What is a Key Matrix?

What is a good way do svd matrix factorization for recommendation systems?

  • Hi,  I am trying to learn latent models in recommendation systems which is nothing but factorization of a user-item matrix. I was going thru this slides [http://www.hpi.uni-potsdam.de/fileadmin/hpi/FG_Naumann/lehre/SS2011/Collaborative_Filtering/pres1-matrixfactorization.pdf%5D%5B1] In slide 6: They decomposed a matrix M (user-item matrix) into = **user feature matrix *****movie feature matrix** And they say they did SVD  but isnt SVD suppose to give three matrices U,S,V? If I plug the values in octave, I get this as SVD decomposition of that matrix: > u = > >   -0.825066  -0.047735  -0.563016  > -0.443084  -0.563669   0.697104    -0.350631   0.824620   0.443914 > > s = > > Diagonal Matrix > >    9.2654        0        0 >         0   3.2340        0 >         0        0   1.3016 > > v = > >   -0.636527  -0.770982  -0.020485  > -0.476317   0.372083   0.796666     -0.606593   0.516857  -0.604073 How did the author got those values? :( Please suggest Thanks   [1]: http://www.hpi.uni-potsdam.de/fileadmin/hpi/FG_Naumann/lehre/SS2011/Collaborative_Filtering/pres1-matrixfactorization.pdf

  • Answer:

    The SVD does indeed produce three matrices. U and V's columns are orthonormal bases for the user-feature and movie-feature space respectively. The process has also normalized out the singular values, kind of like scaling factors, into the matrix S. Usually you zero out the long tail of small values in S and drop the corresponding columns in U and V to get much smaller, slightly approximate factorization. That's part of what you need to do with S. When writing the factorization you'll sometimes see people push S into U and V and show it as the product of two matrices.
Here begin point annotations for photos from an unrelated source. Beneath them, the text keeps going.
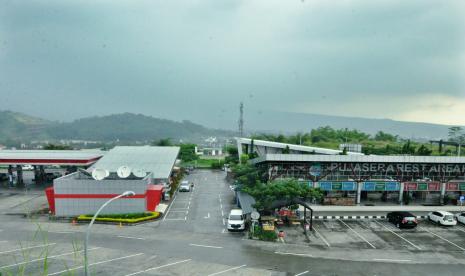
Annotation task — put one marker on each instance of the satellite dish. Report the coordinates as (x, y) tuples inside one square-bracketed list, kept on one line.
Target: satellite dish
[(139, 173), (123, 172), (99, 174)]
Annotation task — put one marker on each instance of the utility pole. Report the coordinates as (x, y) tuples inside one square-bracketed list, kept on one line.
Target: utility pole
[(241, 119)]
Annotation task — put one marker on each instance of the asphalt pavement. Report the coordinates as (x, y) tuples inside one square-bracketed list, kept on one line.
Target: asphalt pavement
[(191, 240)]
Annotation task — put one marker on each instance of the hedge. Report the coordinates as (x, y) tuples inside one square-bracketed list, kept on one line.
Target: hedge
[(126, 218)]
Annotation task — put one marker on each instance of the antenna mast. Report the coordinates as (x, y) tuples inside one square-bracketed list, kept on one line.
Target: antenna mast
[(241, 119)]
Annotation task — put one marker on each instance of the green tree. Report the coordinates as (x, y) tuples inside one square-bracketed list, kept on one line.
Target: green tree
[(455, 134), (283, 189), (407, 148), (244, 158), (165, 142), (187, 152), (382, 136), (424, 151)]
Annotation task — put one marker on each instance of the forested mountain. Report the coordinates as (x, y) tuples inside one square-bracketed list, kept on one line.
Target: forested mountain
[(131, 127), (127, 127)]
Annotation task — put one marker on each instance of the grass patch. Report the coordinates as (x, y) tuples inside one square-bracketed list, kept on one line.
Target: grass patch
[(126, 218)]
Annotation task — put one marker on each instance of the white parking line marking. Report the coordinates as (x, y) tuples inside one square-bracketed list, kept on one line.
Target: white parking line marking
[(127, 237), (24, 248), (207, 246), (391, 260), (417, 247), (458, 246), (97, 263), (358, 234), (295, 254), (48, 257), (321, 236), (158, 267), (169, 208), (227, 270), (458, 228)]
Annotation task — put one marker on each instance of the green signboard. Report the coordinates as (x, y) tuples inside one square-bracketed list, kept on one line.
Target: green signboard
[(337, 186), (422, 187)]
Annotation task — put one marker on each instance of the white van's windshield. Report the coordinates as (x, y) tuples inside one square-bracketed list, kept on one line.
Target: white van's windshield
[(235, 217)]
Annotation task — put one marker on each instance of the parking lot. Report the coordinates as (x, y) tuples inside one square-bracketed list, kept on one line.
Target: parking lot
[(192, 239), (382, 235)]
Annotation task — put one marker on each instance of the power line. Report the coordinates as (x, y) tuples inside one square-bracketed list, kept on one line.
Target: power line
[(241, 119)]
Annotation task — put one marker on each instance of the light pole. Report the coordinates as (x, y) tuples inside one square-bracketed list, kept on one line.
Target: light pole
[(86, 263)]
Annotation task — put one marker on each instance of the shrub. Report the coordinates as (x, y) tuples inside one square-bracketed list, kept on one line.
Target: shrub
[(126, 218), (265, 235)]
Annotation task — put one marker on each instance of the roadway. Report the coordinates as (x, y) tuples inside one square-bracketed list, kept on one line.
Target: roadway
[(191, 240)]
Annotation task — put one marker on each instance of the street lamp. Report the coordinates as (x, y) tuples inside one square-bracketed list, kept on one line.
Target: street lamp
[(86, 264)]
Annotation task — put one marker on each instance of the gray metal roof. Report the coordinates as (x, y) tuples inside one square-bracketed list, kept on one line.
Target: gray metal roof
[(359, 158), (270, 144), (156, 160)]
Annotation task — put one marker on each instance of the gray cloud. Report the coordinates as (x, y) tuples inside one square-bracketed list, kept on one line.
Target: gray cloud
[(197, 59)]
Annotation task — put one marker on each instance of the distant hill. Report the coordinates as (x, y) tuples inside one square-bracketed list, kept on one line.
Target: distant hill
[(286, 122), (131, 127), (21, 127), (125, 127)]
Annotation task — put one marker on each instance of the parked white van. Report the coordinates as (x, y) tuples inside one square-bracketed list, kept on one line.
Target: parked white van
[(236, 220), (442, 217)]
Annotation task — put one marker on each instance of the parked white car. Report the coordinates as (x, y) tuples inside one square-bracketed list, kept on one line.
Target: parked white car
[(185, 186), (460, 217), (236, 220), (442, 218)]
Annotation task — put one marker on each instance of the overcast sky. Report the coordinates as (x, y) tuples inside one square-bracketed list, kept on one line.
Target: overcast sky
[(197, 60)]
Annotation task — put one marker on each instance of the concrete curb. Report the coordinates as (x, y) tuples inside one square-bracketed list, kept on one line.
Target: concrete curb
[(357, 217)]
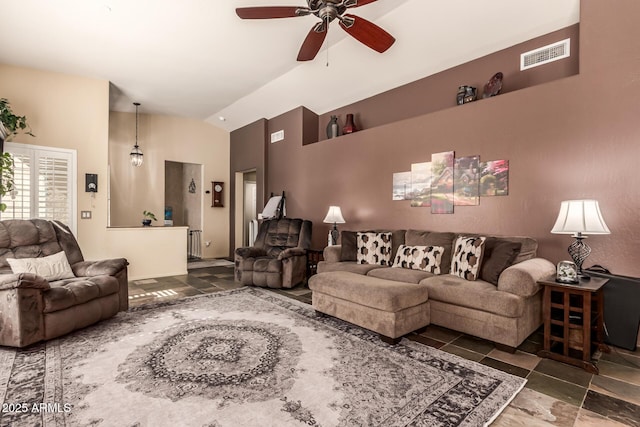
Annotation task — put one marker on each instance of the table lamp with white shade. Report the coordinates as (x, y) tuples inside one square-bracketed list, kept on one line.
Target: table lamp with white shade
[(579, 218), (334, 216)]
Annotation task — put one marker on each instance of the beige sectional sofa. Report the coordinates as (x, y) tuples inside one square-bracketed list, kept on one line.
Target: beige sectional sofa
[(501, 302)]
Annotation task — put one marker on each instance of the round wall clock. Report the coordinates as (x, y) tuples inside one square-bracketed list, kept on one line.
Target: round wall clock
[(218, 200)]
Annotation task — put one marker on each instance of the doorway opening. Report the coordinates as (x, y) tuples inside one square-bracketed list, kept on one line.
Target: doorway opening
[(246, 214), (183, 201)]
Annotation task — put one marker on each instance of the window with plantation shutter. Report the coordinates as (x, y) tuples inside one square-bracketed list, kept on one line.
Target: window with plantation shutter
[(44, 184)]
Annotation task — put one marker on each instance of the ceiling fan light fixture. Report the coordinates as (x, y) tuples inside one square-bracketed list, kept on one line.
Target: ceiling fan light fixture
[(136, 157), (362, 30)]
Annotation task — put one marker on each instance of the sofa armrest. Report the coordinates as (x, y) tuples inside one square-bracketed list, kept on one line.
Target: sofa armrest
[(291, 252), (250, 252), (22, 281), (109, 267), (332, 253), (522, 278)]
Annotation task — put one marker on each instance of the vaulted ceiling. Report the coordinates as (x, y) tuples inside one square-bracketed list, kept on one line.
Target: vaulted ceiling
[(196, 58)]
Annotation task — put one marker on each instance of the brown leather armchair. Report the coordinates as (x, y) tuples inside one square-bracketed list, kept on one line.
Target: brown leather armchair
[(35, 308), (278, 258)]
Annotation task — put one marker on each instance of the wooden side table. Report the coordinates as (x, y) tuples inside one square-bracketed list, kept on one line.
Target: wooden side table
[(573, 321)]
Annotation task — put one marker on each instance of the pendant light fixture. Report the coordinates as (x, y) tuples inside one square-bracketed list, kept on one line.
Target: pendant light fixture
[(136, 153)]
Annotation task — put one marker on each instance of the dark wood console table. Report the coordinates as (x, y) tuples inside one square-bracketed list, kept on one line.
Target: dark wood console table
[(573, 321)]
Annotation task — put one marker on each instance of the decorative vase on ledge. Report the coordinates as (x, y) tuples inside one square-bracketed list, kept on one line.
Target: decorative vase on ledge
[(350, 126), (333, 129)]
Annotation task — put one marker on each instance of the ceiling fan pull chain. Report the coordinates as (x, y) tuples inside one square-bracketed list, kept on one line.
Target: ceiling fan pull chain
[(327, 42)]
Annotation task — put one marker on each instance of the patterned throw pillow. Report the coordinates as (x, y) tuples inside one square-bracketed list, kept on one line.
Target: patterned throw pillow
[(467, 257), (374, 248), (425, 258)]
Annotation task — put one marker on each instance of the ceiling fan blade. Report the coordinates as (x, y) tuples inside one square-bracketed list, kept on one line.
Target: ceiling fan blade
[(312, 44), (356, 3), (268, 12), (367, 32)]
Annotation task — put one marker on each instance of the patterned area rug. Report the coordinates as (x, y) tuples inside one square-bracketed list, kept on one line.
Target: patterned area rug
[(246, 357)]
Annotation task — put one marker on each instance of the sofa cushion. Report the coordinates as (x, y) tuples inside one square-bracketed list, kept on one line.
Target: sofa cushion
[(369, 291), (52, 267), (350, 266), (349, 243), (478, 294), (498, 255), (399, 274), (67, 293), (426, 258), (374, 248), (433, 238), (467, 257)]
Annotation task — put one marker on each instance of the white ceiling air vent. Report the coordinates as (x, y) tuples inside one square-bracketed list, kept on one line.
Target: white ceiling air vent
[(545, 54)]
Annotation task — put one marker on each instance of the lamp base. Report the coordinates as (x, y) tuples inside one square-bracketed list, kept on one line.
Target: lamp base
[(334, 236), (579, 251)]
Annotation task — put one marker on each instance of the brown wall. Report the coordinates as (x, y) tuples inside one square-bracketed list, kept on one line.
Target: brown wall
[(575, 137), (438, 92)]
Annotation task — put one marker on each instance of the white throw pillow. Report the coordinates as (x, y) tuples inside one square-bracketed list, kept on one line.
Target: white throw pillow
[(425, 258), (52, 267)]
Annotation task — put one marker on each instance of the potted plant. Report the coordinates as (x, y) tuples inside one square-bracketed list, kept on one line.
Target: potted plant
[(10, 125), (148, 216)]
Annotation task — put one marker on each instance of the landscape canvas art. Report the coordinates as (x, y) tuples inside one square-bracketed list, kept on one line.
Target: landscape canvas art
[(466, 183), (494, 178), (421, 184), (442, 182)]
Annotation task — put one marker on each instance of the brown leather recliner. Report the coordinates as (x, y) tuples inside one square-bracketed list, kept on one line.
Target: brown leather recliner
[(278, 258), (33, 308)]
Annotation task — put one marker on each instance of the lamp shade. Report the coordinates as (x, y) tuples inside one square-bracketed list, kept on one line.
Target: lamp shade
[(334, 216), (136, 157), (580, 216)]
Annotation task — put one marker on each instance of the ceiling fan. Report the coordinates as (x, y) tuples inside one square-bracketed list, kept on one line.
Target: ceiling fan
[(362, 30)]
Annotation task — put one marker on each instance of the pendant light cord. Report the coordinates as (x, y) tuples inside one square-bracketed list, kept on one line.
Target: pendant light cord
[(136, 104)]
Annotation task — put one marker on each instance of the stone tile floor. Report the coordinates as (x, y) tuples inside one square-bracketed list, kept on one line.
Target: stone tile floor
[(556, 394)]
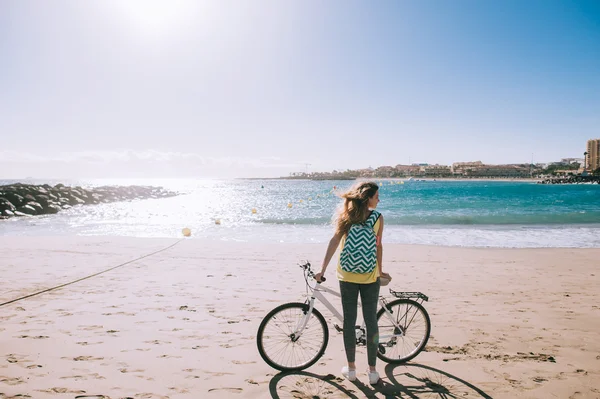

You can put S with U, or V, or split it by putting sqrt(S) (a diagonal matrix holding the square roots of the values in S). Compare those possibilities to the results in the paper. If you're not necessarily only interested in the SVD, there are other ways to make a low-rank approximate factorization, that don't go so far as to extract the singular values (and are simpler as a result). Look up nonnegative matrix factorization. Alternating Least Squares is an easy and effective approach, for example. It's implemented in Mahout (http://mahout.apache.org) and Myrrix (http://myrrix.com). Forms of ALS can be better for recommendation, depending on your input.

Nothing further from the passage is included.